6. Благодаря подобной «ненормальности» возрастает роль служебных языковых элементов (предлогов, союзов, частиц) и местоимений с неопределенной и оценочной семантикой, ясной только в узком контексте (эти формы часто выполняют функцию коммуникативов). В повести «План первого лица. И второго» Нарбиковой такие элементы приобретают даже статус имен собственных: Тоестьлстой (или сокращенно Т. е.) выполняет роль «связующего элемента», а в имени Додо (Додостоевский) делается активной приставка-нота «до»; одновременно идет игра на называниях лиц и определенных частей тела местоимениями кто, никто, то-то, не то-не то[360]. Мотивировка же имени Тоестьлстой такова: «то есть в принципе мужчина» (227: 55). Таким образом, все герои становятся не более чем «материализацией» творческого метода Нарбиковой:
(…) бывает попадается на улице и в обществе герой какого-нибудь писателя, который к тому же занимается творчеством своего писателя, и тогда думаешь: «Ничего себе, материализовался» (III: 53).
Писательница даже иногда прямо постулирует, что героем ее романов является «Я — Язык»:
(…) не произнося ни слова, не понимая ни слова, ты бежишь из «Ты» в — «Я», совершая необычайное путешествие из второго в первое лицо (IV: 5).
Поэтому в ее текстах мужчины главных героинь предстают только как словесные конструкты или даже «планы лица» языка, тем более что они все до одного сами оказываются сочинителями: «Тоестьлстой не Пушкин, а другой, а Пушкин не Байрон, а другой» (III: 40) [361]. Следовательно, любовная игра «языком» или с «языком» не подразумевает никакой совместности «планов» — и женщины и мужчины у Нарбиковой лишь порождают и читают «эротические тексты»: «Ей даже стало интересно, неужели нет ни одного человека на этом свете, с которым можно заниматься просто любовью и не заниматься чтением стихов» (IV: 29). При этом и мужские, и женские персонажи стараются «прикинуться неодушевленными» (III:42). Любовь при таком расположении «лиц» и «планов» также объявляется лишь языковым знаком: «„Я тебя люблю“. Три знака: я, тебя, люблю. Третий лишний» (III: 133).
Именно поэтому у Нарбиковой, как и у многих других авторов постмодернизма, особую значимость приобретает частица не (ср. слово не ВРАСТЕНИК, болезнь которого развивается от «незримой, кыси» с «невидимой головой» у Толстой), и образуется своеобразная «НЕ-поэтика коммуникативных НЕ-удач». Даже любовь в этом смысле не исключение — Ирра говорит Додостоевскому:
«Я тебя люблю методом исключения: то есть ты мне не нравишься, ты меня не понимаешь, я тебя не понимаю. Остается только одно, потому что, если не люблю, то что? Понимаешь?» — «Понимаю, но метод неправилен. Иди» (III: 39).

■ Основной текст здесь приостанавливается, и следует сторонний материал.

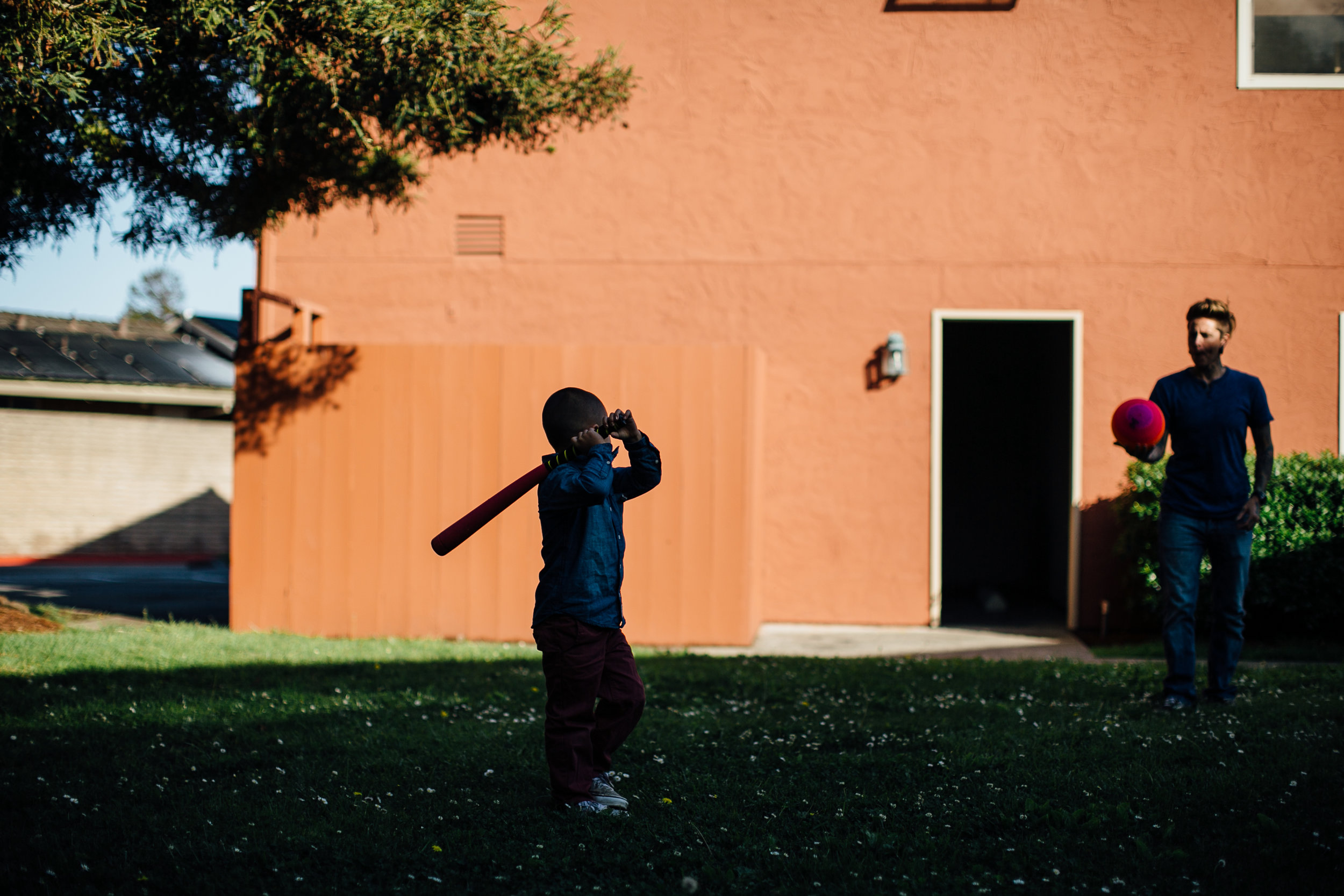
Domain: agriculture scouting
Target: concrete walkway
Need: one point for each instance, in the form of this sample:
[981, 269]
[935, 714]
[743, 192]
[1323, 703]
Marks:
[797, 640]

В подобном диалоге пропадает разница между «да» и «нет»: «„Додо, ты меня любишь?“ Он ответил, что да, потом ответил, что нет» (III: 26) и вскоре заметил «Да, это иррационально» (III: 26). Такая «несостыковка» партнеров по общению, как считает Нарбикова (V: 138), — отличительная черта времени: «Современный диалог — это почти всегда беседа в вакууме, то есть один человек задает вопрос, другой не отвечает на этот вопрос, и тогда первый человек отвечает на свой собственный вопрос. Поэтому мои герои сидят в таких внутренних камерах и, беседуя между собой, беседуют на собственные темы.» Этот диалог необыкновенно интересен, ибо он как раз отражает психологию героев, которые находятся в состоянии тотальной разъединенности. Именно поэтому в ее текстах разница между вакуумом и Аввакумом объясняется лишь при помощи чисто математической операции сложения служебных и полнозначных языковых элементов: «Не перейти ли в СВ, то есть С + Аввакумом + Вакуумом» (III: 78).